Alcon is the dominant player in the multi-billion-dollar intraocular lens market and is also No. 1 in cataracts -- an area that is set to benefit from aging populations.

NAMING THE PRICE

Uncertainty over how Novartis intends to close the deal with minority shareholders has caused its stock to underperform the rest of the STOXX European healthcare index .SXDP this year. At 1430 GMT, its shares were trading 0.7 percent higher, outperforming the index.

Novartis is offering Alcon minority shareholders 2.8 Novartis shares for each Alcon share -- an offer that is about 15 percent lower than the average price of $168 it paid to Nestle in an all-cash deal worth $38.7 billion.

Novartis is banking on using Swiss law to help it push through the deal, but this path may not be as straightforward as it hopes and it could face a complicated legal battle to seal the deal.

Novartis CEO Joe Jimenez said on a conference call on Thursday the group was sticking to its offer for the minority shareholders, which it has described as “full and fair.”

Jimenez said Novartis had not been able to reach common ground with the Alcon board over the value of the stake. “We are not in a hurry,” he said.

Some analysts believe Novartis will wait to see how its share price develops before it makes any changes to its offer and good news in its product pipeline, such as possible U.S. regulatory backing for its MS drug Gilenia, could lift its stock.

“We believe Novartis will ultimately have to improve its offer, probably to around $165 per share.
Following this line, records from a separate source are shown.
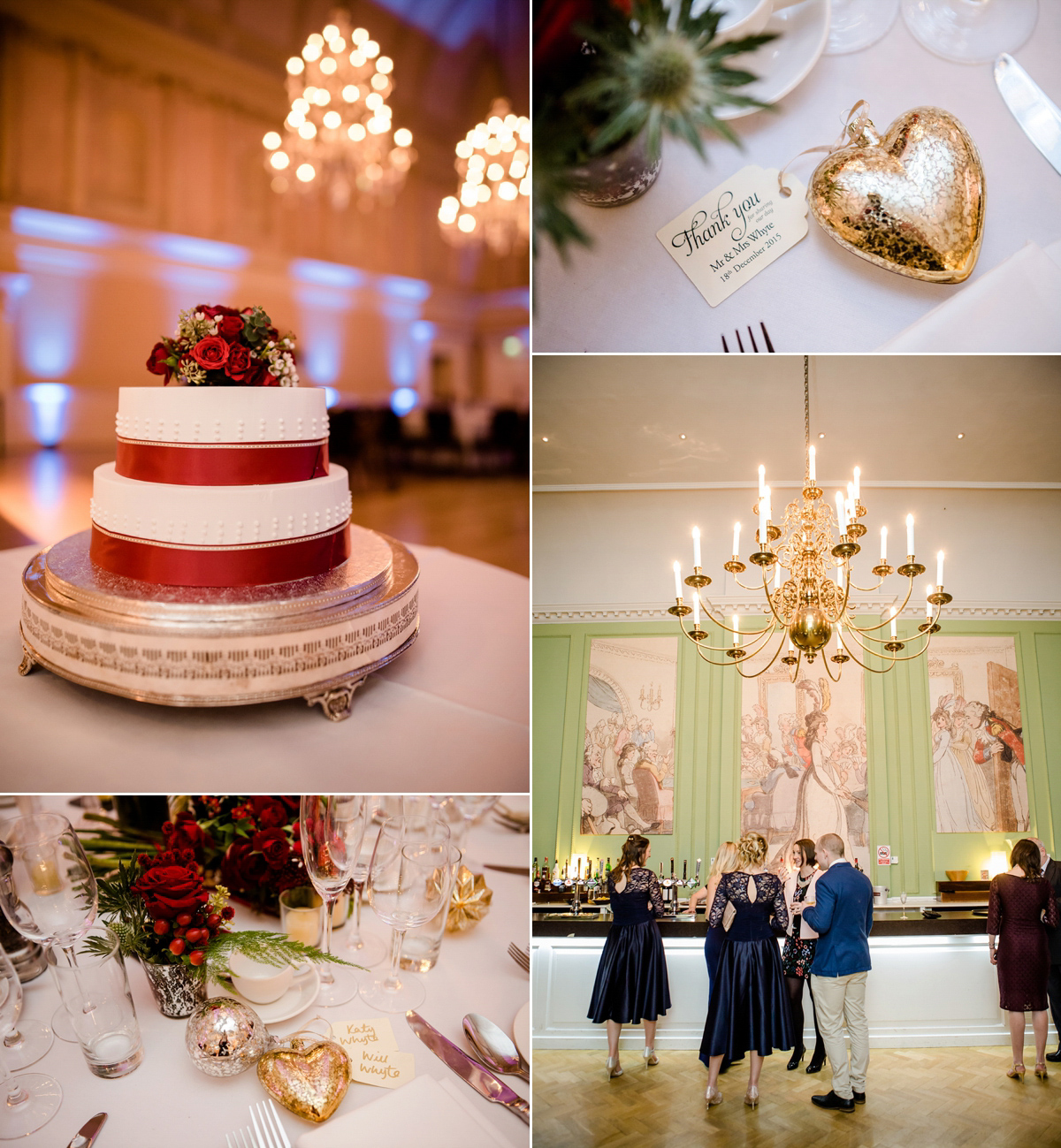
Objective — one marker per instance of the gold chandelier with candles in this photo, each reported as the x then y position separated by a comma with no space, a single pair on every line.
340,135
492,201
808,560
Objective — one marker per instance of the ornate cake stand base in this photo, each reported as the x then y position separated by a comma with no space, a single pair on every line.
317,638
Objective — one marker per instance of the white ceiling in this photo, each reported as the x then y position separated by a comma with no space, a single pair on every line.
618,419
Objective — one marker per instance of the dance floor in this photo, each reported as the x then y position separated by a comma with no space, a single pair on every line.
953,1097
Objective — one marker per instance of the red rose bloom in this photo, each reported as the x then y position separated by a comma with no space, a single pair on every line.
210,353
239,361
169,890
156,361
230,326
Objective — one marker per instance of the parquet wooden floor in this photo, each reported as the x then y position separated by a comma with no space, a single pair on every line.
953,1098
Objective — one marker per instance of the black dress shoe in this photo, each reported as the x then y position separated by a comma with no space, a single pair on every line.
830,1100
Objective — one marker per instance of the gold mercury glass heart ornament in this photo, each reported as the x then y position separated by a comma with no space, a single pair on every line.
912,201
309,1082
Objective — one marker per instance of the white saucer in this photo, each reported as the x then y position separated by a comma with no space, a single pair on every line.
784,64
298,999
522,1031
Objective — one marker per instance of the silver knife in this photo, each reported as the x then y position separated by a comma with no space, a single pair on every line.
87,1137
471,1071
1034,110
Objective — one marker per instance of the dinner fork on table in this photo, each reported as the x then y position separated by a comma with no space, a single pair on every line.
752,335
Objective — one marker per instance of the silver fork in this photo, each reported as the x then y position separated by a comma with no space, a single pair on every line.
264,1114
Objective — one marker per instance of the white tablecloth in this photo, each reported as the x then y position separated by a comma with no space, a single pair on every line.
169,1103
627,294
450,714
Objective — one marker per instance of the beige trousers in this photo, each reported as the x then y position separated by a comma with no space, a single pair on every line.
840,1001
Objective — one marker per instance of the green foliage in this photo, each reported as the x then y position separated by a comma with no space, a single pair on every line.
637,75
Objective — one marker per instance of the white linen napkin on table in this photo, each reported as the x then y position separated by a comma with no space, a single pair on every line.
1014,308
425,1112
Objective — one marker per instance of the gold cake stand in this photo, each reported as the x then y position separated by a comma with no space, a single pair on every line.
317,638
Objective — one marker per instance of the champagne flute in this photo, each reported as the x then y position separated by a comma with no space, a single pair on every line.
332,829
30,1100
410,879
971,31
47,887
854,24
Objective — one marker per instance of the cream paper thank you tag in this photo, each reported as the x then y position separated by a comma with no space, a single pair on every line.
735,231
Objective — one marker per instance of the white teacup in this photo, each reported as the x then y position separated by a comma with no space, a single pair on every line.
260,983
748,18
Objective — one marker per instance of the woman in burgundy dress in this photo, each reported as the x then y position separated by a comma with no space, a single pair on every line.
1021,901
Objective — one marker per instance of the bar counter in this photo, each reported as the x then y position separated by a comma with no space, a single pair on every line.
931,982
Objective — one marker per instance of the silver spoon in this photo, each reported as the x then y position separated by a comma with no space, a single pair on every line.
494,1047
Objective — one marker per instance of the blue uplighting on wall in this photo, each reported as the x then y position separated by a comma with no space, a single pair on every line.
326,275
47,407
62,227
403,399
202,253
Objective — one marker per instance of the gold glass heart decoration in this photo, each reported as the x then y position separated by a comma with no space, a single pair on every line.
912,201
308,1082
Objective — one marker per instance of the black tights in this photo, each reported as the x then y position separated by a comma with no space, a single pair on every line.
795,987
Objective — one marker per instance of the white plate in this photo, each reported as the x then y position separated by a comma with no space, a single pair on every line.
522,1031
784,64
298,999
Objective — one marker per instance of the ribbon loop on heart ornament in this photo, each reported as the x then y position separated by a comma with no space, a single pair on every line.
911,201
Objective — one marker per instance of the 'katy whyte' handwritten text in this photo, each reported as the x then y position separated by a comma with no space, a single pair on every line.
726,214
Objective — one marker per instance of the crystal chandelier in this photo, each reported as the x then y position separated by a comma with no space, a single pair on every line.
492,203
808,558
339,131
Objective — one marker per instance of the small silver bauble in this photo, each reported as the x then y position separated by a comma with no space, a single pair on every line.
225,1037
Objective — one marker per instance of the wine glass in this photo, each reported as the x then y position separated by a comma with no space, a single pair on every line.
332,829
410,879
30,1100
971,31
47,889
854,24
364,948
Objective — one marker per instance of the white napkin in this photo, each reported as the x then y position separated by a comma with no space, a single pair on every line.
440,1113
1014,308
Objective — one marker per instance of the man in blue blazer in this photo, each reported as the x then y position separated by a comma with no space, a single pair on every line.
842,916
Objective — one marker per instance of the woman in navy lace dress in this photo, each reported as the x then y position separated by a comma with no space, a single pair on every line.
631,977
749,1009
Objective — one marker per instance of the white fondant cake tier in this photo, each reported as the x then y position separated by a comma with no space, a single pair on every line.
222,414
218,515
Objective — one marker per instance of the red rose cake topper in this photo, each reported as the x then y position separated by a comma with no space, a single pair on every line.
222,346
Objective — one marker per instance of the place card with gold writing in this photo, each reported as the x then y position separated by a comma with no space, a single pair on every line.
381,1068
737,230
355,1035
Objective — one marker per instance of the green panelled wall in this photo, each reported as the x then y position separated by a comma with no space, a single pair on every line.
706,798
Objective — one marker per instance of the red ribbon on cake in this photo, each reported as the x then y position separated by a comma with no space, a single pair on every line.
225,465
257,564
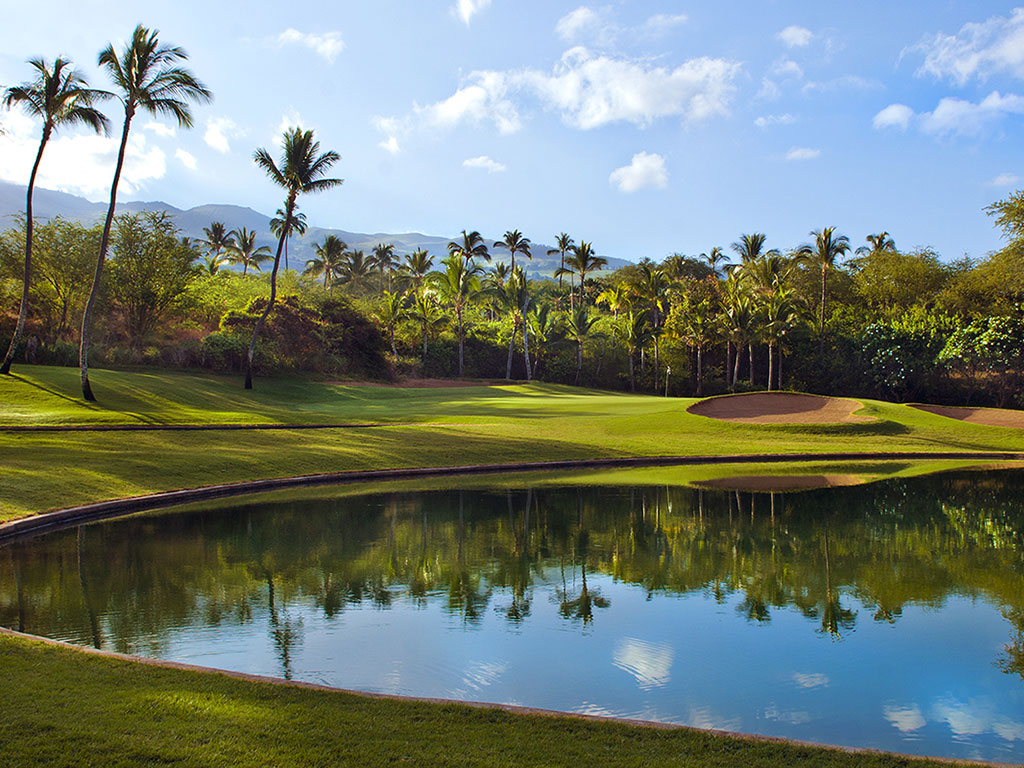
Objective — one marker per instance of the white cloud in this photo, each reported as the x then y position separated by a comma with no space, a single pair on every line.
1005,179
79,163
593,90
327,45
187,159
796,37
161,129
803,153
955,116
219,132
894,116
483,163
979,49
766,121
466,9
572,24
646,171
786,68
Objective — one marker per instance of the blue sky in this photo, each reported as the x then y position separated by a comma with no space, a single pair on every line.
646,127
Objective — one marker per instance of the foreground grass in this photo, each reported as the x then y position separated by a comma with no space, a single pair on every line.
423,427
59,706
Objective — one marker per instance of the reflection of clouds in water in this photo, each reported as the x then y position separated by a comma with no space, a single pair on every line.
810,680
971,718
782,716
650,664
904,719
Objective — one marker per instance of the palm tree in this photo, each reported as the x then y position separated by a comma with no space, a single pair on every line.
584,260
827,247
302,171
390,312
298,226
58,96
217,240
472,246
514,243
459,285
385,260
147,76
564,243
580,326
879,243
329,260
243,251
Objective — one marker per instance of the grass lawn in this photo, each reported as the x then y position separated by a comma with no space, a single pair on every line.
66,708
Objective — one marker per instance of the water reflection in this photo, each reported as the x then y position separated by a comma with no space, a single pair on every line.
890,614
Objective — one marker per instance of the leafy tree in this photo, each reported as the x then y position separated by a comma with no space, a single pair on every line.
59,97
146,76
301,171
150,270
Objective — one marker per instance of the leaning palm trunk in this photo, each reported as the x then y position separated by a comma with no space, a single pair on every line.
104,240
24,310
273,294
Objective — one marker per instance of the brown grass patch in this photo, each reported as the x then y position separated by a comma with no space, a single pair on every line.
780,408
989,417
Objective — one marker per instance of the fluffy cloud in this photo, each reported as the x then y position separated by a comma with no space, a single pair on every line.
81,163
979,49
219,132
803,153
466,9
328,45
483,163
796,37
958,117
646,171
766,121
186,159
894,116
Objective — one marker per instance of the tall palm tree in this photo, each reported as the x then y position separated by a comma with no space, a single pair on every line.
298,226
879,243
58,96
244,251
514,243
459,285
470,247
564,243
146,76
580,326
329,260
385,259
302,171
826,249
584,260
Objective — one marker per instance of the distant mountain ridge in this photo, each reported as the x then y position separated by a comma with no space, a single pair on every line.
48,203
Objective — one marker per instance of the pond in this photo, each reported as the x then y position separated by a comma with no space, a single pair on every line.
888,615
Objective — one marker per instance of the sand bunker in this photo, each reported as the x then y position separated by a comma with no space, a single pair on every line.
780,408
990,417
779,482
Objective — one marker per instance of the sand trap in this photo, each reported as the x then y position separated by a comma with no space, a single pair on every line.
990,417
780,408
780,482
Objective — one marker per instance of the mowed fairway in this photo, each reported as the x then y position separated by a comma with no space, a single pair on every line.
414,427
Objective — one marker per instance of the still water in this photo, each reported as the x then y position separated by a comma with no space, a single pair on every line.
887,615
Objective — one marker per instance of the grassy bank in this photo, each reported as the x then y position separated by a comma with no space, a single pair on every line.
419,427
60,708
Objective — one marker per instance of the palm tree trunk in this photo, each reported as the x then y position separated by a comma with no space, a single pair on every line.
104,240
290,206
24,310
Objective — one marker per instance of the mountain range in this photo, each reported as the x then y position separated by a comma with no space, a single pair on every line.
48,203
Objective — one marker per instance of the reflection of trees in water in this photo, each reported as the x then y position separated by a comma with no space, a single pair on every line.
475,551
Whether negotiated before or settled after the merger remains to be seen,” said Vontobel analyst Andrew Weiss.

“Improving the deal terms at Novartis’s current share price to $165 per Alcon share, i.e. 3.3 Novartis shares for 1 Alcon share, would result in an additional dilution of roughly 1-2 percent for Novartis,” he said.

Novartis said it sees about $200 million of potential annual pretax cost synergies as a result of this deal. This is expected to rise to around $300 million if Novartis is able to clinch the remaining 23 percent stake, Novartis has said.

Novartis also said it expected the acquisition of the 77 percent stake would show core earnings per share low single- digit and high-single digit accretion in 2010 and 2011 respectively.

Nestle said it will substantially reduce its net debt position, which stood at 29.6 billion francs at the end of June 2010, as an immediate result of the completed sale.